Thursday, September 2, 2010

Thursday's Parsha Tidbits - Parshios Netzavim & Vayelech

The following is a brief summary of a thought said over by R' Frand on the parsha. I have attempted to reproduce the vort to the best of my ability. Any perceived inconsistency is the result of my efforts to transcribe the shiur and should not be attributed to R' Frand.

[Ed note: Due to issues with transmission of the shiur this evening, I have been unable to duplicate the entire parsha portion. I hope to iy'h do an additional post tomorrow which will supplement this blog entry].

In Parshas Nitzavim, the Torah writes at Devarim 29:28, "Hanistaros L'Hashem Elokeinu, V' Haniglos Lanu u'Lvaneinu ad Olam..." This is translated as - the hidden are for Hashem our G-d, and the revealed are for us and our children forever.

Rabbi Frand stated derech hadrush that the pasuk is teaching us the power of chinuch. When the pasuk states that the hidden are for Hashem, this refers to the sins which a person commits in private which are between the person and Hashem. Only Hashem knows that the person has sinned against Him and while the person must do teshuva, the affront is only between him and G-d.

However, the public sins, these are for us and our children. When a person does an act in public, his children see his actions and learn that this is acceptable conduct. If the person makes a kiddush Hashem, the children learn and want to emulate him. However, if the person c'vs does a negative act, the children will observe and believe that this is an acceptable mode of conduct and this could stay with them and be passed on to their children and so on, forever.

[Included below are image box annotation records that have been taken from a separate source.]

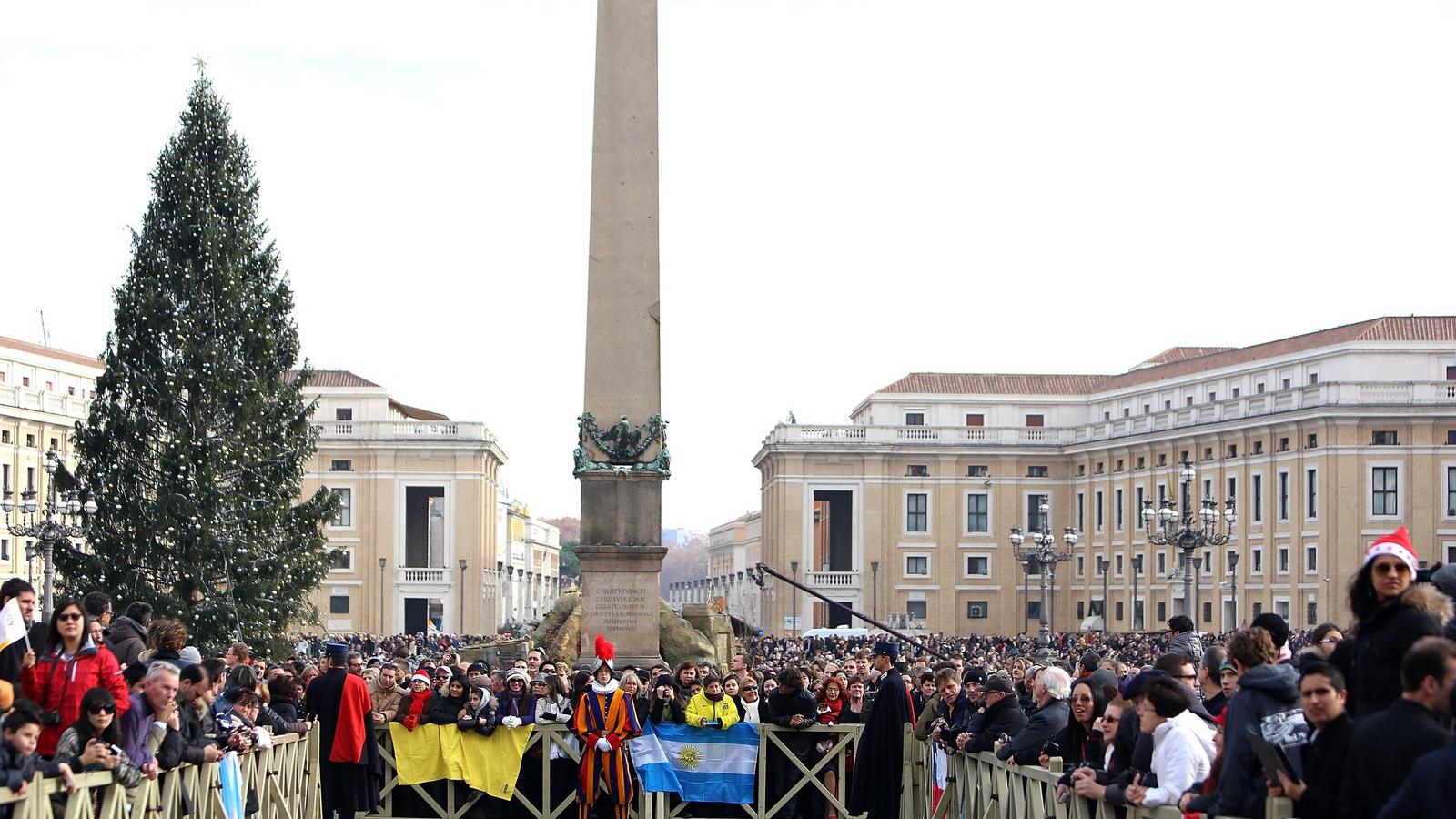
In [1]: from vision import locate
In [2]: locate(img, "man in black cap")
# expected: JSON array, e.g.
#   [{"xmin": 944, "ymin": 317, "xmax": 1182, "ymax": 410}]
[
  {"xmin": 849, "ymin": 640, "xmax": 915, "ymax": 819},
  {"xmin": 306, "ymin": 642, "xmax": 383, "ymax": 819}
]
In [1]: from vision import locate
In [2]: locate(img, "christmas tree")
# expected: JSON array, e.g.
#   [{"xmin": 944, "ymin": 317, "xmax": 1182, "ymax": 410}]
[{"xmin": 56, "ymin": 76, "xmax": 338, "ymax": 647}]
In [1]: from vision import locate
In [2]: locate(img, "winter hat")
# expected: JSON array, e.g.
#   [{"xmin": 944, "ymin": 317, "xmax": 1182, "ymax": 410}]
[
  {"xmin": 1361, "ymin": 526, "xmax": 1420, "ymax": 576},
  {"xmin": 1249, "ymin": 612, "xmax": 1289, "ymax": 649}
]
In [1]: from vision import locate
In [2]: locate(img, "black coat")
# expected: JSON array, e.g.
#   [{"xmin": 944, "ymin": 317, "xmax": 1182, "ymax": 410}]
[
  {"xmin": 849, "ymin": 669, "xmax": 915, "ymax": 819},
  {"xmin": 966, "ymin": 696, "xmax": 1026, "ymax": 753},
  {"xmin": 1330, "ymin": 583, "xmax": 1451, "ymax": 720},
  {"xmin": 1340, "ymin": 693, "xmax": 1451, "ymax": 819},
  {"xmin": 1294, "ymin": 714, "xmax": 1354, "ymax": 819},
  {"xmin": 304, "ymin": 669, "xmax": 384, "ymax": 819}
]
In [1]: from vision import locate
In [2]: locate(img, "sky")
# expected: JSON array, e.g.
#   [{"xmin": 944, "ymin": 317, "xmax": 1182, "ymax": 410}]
[{"xmin": 0, "ymin": 0, "xmax": 1456, "ymax": 529}]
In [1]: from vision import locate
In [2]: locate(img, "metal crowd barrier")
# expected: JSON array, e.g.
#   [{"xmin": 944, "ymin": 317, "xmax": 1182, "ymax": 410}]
[
  {"xmin": 900, "ymin": 730, "xmax": 1294, "ymax": 819},
  {"xmin": 0, "ymin": 726, "xmax": 320, "ymax": 819}
]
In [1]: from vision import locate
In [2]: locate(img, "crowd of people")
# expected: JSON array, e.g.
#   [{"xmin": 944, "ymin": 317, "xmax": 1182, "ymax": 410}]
[{"xmin": 0, "ymin": 529, "xmax": 1456, "ymax": 819}]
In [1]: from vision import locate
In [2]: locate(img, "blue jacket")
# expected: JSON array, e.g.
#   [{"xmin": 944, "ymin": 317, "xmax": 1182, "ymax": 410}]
[
  {"xmin": 1379, "ymin": 742, "xmax": 1456, "ymax": 819},
  {"xmin": 1207, "ymin": 663, "xmax": 1308, "ymax": 819}
]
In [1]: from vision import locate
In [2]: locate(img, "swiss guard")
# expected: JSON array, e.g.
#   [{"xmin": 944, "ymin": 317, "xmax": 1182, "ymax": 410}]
[
  {"xmin": 306, "ymin": 642, "xmax": 384, "ymax": 819},
  {"xmin": 571, "ymin": 634, "xmax": 642, "ymax": 819}
]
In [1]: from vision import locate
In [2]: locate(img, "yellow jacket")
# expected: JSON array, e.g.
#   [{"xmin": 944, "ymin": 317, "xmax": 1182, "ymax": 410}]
[{"xmin": 687, "ymin": 691, "xmax": 740, "ymax": 729}]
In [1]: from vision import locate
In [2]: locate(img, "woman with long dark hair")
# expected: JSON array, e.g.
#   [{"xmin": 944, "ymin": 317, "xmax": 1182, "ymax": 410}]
[
  {"xmin": 1330, "ymin": 526, "xmax": 1451, "ymax": 719},
  {"xmin": 20, "ymin": 598, "xmax": 131, "ymax": 758},
  {"xmin": 56, "ymin": 688, "xmax": 141, "ymax": 788}
]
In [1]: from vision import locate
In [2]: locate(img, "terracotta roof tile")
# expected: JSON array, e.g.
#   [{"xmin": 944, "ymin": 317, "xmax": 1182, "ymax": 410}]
[
  {"xmin": 0, "ymin": 335, "xmax": 105, "ymax": 368},
  {"xmin": 389, "ymin": 398, "xmax": 450, "ymax": 421},
  {"xmin": 288, "ymin": 370, "xmax": 379, "ymax": 388},
  {"xmin": 878, "ymin": 317, "xmax": 1456, "ymax": 395}
]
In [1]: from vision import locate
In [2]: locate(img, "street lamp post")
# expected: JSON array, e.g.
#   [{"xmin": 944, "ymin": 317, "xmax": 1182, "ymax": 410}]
[
  {"xmin": 1133, "ymin": 554, "xmax": 1143, "ymax": 631},
  {"xmin": 1009, "ymin": 499, "xmax": 1077, "ymax": 664},
  {"xmin": 0, "ymin": 449, "xmax": 97, "ymax": 620},
  {"xmin": 1143, "ymin": 459, "xmax": 1238, "ymax": 618},
  {"xmin": 869, "ymin": 560, "xmax": 879, "ymax": 620},
  {"xmin": 460, "ymin": 558, "xmax": 466, "ymax": 635},
  {"xmin": 379, "ymin": 557, "xmax": 389, "ymax": 637},
  {"xmin": 789, "ymin": 560, "xmax": 799, "ymax": 637}
]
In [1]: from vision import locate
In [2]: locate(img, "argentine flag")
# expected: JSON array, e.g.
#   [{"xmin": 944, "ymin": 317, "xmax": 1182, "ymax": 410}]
[{"xmin": 628, "ymin": 720, "xmax": 759, "ymax": 804}]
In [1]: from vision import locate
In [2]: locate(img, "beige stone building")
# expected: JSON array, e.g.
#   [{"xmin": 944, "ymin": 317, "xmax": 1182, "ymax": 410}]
[
  {"xmin": 0, "ymin": 337, "xmax": 102, "ymax": 589},
  {"xmin": 295, "ymin": 370, "xmax": 505, "ymax": 634},
  {"xmin": 753, "ymin": 317, "xmax": 1456, "ymax": 634},
  {"xmin": 667, "ymin": 511, "xmax": 763, "ymax": 628}
]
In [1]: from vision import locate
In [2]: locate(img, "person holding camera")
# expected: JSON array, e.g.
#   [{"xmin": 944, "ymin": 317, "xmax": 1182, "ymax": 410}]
[
  {"xmin": 56, "ymin": 688, "xmax": 141, "ymax": 788},
  {"xmin": 20, "ymin": 598, "xmax": 131, "ymax": 756}
]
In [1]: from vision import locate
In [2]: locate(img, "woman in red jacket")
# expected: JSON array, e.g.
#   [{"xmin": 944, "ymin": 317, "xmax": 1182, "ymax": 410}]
[{"xmin": 20, "ymin": 599, "xmax": 131, "ymax": 758}]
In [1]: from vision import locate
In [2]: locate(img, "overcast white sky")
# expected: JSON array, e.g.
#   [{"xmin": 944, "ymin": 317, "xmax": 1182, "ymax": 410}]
[{"xmin": 0, "ymin": 0, "xmax": 1456, "ymax": 529}]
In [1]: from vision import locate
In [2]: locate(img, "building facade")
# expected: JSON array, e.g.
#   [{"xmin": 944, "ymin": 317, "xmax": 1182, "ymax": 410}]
[
  {"xmin": 0, "ymin": 337, "xmax": 102, "ymax": 589},
  {"xmin": 753, "ymin": 317, "xmax": 1456, "ymax": 634},
  {"xmin": 495, "ymin": 495, "xmax": 562, "ymax": 632},
  {"xmin": 295, "ymin": 370, "xmax": 505, "ymax": 634},
  {"xmin": 667, "ymin": 511, "xmax": 763, "ymax": 628}
]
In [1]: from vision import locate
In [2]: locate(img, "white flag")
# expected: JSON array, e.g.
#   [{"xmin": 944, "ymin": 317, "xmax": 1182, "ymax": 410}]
[{"xmin": 0, "ymin": 598, "xmax": 27, "ymax": 650}]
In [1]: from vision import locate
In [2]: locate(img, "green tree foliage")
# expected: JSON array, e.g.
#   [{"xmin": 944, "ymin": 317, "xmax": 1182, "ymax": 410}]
[{"xmin": 56, "ymin": 77, "xmax": 338, "ymax": 647}]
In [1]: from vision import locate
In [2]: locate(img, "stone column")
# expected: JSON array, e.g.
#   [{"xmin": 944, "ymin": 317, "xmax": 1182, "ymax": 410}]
[{"xmin": 575, "ymin": 0, "xmax": 668, "ymax": 666}]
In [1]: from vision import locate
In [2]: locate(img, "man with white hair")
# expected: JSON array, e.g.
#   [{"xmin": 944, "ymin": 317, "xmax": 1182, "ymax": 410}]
[{"xmin": 996, "ymin": 666, "xmax": 1072, "ymax": 765}]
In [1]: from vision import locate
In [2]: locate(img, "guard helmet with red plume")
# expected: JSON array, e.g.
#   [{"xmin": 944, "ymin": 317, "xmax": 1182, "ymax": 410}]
[{"xmin": 592, "ymin": 634, "xmax": 617, "ymax": 673}]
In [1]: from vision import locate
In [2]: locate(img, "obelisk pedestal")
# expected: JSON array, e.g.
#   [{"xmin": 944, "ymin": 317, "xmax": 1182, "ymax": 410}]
[{"xmin": 575, "ymin": 0, "xmax": 670, "ymax": 667}]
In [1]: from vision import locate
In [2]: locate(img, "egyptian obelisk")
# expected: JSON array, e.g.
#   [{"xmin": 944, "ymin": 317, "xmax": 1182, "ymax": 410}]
[{"xmin": 575, "ymin": 0, "xmax": 668, "ymax": 667}]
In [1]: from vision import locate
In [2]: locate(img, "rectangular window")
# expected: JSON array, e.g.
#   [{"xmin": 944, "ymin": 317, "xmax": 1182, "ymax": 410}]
[
  {"xmin": 1026, "ymin": 495, "xmax": 1051, "ymax": 532},
  {"xmin": 905, "ymin": 492, "xmax": 930, "ymax": 532},
  {"xmin": 329, "ymin": 490, "xmax": 354, "ymax": 526},
  {"xmin": 966, "ymin": 492, "xmax": 992, "ymax": 532},
  {"xmin": 1370, "ymin": 466, "xmax": 1400, "ymax": 514}
]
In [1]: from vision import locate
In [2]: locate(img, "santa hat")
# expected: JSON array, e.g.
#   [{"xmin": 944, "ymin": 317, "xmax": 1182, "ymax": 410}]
[
  {"xmin": 1361, "ymin": 526, "xmax": 1420, "ymax": 574},
  {"xmin": 592, "ymin": 634, "xmax": 617, "ymax": 673}
]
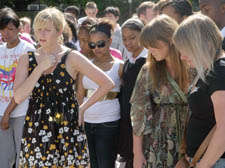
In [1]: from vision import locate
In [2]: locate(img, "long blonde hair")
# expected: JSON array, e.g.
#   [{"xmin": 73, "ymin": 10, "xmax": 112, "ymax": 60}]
[
  {"xmin": 140, "ymin": 15, "xmax": 188, "ymax": 91},
  {"xmin": 173, "ymin": 14, "xmax": 223, "ymax": 81}
]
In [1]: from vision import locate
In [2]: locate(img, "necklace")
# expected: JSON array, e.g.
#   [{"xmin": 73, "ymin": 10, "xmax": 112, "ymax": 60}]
[
  {"xmin": 1, "ymin": 41, "xmax": 20, "ymax": 98},
  {"xmin": 41, "ymin": 48, "xmax": 65, "ymax": 75}
]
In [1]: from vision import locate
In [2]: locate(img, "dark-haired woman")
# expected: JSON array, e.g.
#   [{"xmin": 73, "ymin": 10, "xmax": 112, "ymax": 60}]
[
  {"xmin": 77, "ymin": 21, "xmax": 123, "ymax": 168},
  {"xmin": 119, "ymin": 19, "xmax": 148, "ymax": 168}
]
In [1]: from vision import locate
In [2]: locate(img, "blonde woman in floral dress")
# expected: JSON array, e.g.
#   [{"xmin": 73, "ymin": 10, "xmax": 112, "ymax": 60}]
[
  {"xmin": 14, "ymin": 8, "xmax": 114, "ymax": 168},
  {"xmin": 130, "ymin": 15, "xmax": 188, "ymax": 168}
]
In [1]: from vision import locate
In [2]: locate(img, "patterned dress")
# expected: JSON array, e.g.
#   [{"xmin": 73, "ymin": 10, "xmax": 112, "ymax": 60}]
[
  {"xmin": 131, "ymin": 67, "xmax": 187, "ymax": 168},
  {"xmin": 19, "ymin": 52, "xmax": 88, "ymax": 168}
]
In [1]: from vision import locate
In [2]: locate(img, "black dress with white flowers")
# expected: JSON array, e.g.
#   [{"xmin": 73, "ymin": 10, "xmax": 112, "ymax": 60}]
[{"xmin": 19, "ymin": 52, "xmax": 88, "ymax": 168}]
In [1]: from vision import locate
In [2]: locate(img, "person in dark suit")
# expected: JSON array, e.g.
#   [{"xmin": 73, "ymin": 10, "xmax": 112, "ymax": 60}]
[{"xmin": 199, "ymin": 0, "xmax": 225, "ymax": 50}]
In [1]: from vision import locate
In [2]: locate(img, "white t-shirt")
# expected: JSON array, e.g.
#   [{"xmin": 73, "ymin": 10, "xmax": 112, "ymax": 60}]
[
  {"xmin": 82, "ymin": 60, "xmax": 121, "ymax": 123},
  {"xmin": 0, "ymin": 40, "xmax": 35, "ymax": 117}
]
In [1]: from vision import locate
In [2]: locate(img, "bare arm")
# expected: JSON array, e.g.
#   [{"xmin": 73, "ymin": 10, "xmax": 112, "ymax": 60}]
[
  {"xmin": 1, "ymin": 97, "xmax": 17, "ymax": 129},
  {"xmin": 68, "ymin": 52, "xmax": 114, "ymax": 111},
  {"xmin": 197, "ymin": 91, "xmax": 225, "ymax": 168},
  {"xmin": 133, "ymin": 134, "xmax": 146, "ymax": 168},
  {"xmin": 119, "ymin": 63, "xmax": 124, "ymax": 79},
  {"xmin": 14, "ymin": 54, "xmax": 56, "ymax": 104},
  {"xmin": 77, "ymin": 73, "xmax": 85, "ymax": 104}
]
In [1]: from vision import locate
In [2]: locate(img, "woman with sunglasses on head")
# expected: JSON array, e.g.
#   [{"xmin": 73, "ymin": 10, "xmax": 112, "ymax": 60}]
[
  {"xmin": 130, "ymin": 15, "xmax": 188, "ymax": 168},
  {"xmin": 119, "ymin": 18, "xmax": 148, "ymax": 168},
  {"xmin": 77, "ymin": 21, "xmax": 123, "ymax": 168},
  {"xmin": 78, "ymin": 18, "xmax": 97, "ymax": 60},
  {"xmin": 173, "ymin": 14, "xmax": 225, "ymax": 168}
]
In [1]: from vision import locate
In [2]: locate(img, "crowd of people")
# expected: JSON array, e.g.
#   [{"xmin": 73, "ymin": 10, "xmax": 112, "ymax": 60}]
[{"xmin": 0, "ymin": 0, "xmax": 225, "ymax": 168}]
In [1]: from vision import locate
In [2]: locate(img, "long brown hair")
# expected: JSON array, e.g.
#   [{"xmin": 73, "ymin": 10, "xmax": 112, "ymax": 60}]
[{"xmin": 140, "ymin": 15, "xmax": 188, "ymax": 91}]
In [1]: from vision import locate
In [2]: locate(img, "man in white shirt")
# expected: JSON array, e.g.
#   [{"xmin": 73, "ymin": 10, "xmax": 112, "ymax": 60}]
[{"xmin": 0, "ymin": 8, "xmax": 35, "ymax": 168}]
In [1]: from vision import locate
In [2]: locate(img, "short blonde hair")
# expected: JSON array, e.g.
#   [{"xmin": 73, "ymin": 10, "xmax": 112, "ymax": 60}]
[
  {"xmin": 140, "ymin": 15, "xmax": 188, "ymax": 91},
  {"xmin": 173, "ymin": 14, "xmax": 223, "ymax": 81},
  {"xmin": 20, "ymin": 17, "xmax": 31, "ymax": 26},
  {"xmin": 34, "ymin": 7, "xmax": 66, "ymax": 33}
]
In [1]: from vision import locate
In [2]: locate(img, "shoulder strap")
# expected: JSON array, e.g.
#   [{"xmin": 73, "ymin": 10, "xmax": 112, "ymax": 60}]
[
  {"xmin": 190, "ymin": 125, "xmax": 216, "ymax": 167},
  {"xmin": 166, "ymin": 73, "xmax": 188, "ymax": 103},
  {"xmin": 62, "ymin": 49, "xmax": 73, "ymax": 63}
]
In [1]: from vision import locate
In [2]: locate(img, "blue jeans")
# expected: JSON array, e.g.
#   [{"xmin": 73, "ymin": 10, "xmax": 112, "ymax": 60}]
[{"xmin": 85, "ymin": 121, "xmax": 119, "ymax": 168}]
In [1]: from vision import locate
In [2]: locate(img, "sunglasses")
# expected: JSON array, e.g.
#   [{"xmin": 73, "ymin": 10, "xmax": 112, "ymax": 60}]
[{"xmin": 88, "ymin": 40, "xmax": 107, "ymax": 49}]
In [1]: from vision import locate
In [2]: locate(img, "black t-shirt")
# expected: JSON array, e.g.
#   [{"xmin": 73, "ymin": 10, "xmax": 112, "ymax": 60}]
[
  {"xmin": 186, "ymin": 58, "xmax": 225, "ymax": 158},
  {"xmin": 120, "ymin": 57, "xmax": 146, "ymax": 123}
]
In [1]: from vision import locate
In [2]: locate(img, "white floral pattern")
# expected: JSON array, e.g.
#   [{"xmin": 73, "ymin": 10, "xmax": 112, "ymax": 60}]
[{"xmin": 19, "ymin": 53, "xmax": 88, "ymax": 168}]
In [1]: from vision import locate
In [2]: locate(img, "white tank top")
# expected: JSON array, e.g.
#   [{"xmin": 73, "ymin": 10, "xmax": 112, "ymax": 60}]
[{"xmin": 82, "ymin": 60, "xmax": 121, "ymax": 123}]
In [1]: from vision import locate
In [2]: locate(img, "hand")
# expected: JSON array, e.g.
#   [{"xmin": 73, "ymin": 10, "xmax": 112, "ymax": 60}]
[
  {"xmin": 78, "ymin": 107, "xmax": 84, "ymax": 127},
  {"xmin": 40, "ymin": 55, "xmax": 57, "ymax": 72},
  {"xmin": 1, "ymin": 113, "xmax": 9, "ymax": 130},
  {"xmin": 196, "ymin": 161, "xmax": 211, "ymax": 168},
  {"xmin": 133, "ymin": 153, "xmax": 147, "ymax": 168}
]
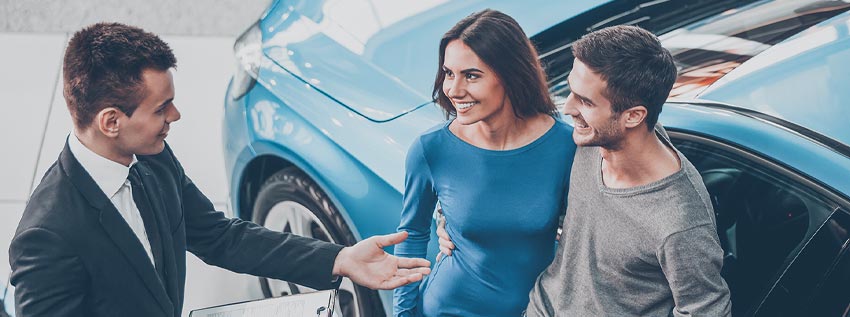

R' Frand then quoted R' Vulba who states that a person who is a ba'al middos will protect his children as they will see his actions and take similar acts.

R' Frand then told over a question that was asked to the Chazon Ish about the best location to daven on the yamim noraim. The person asking the sheilah had an option to daven in a Beis Medrash where he would have greater concentration on his prayers, but there was no room for his children to join him. In the alternative, the man could daven in a regular shul where there was room for the kids, but his kavanah would be less intense. The Chazon Ish responded that the person was better off davening in the regular shul where his children could join him and see how he davened on the high holidays.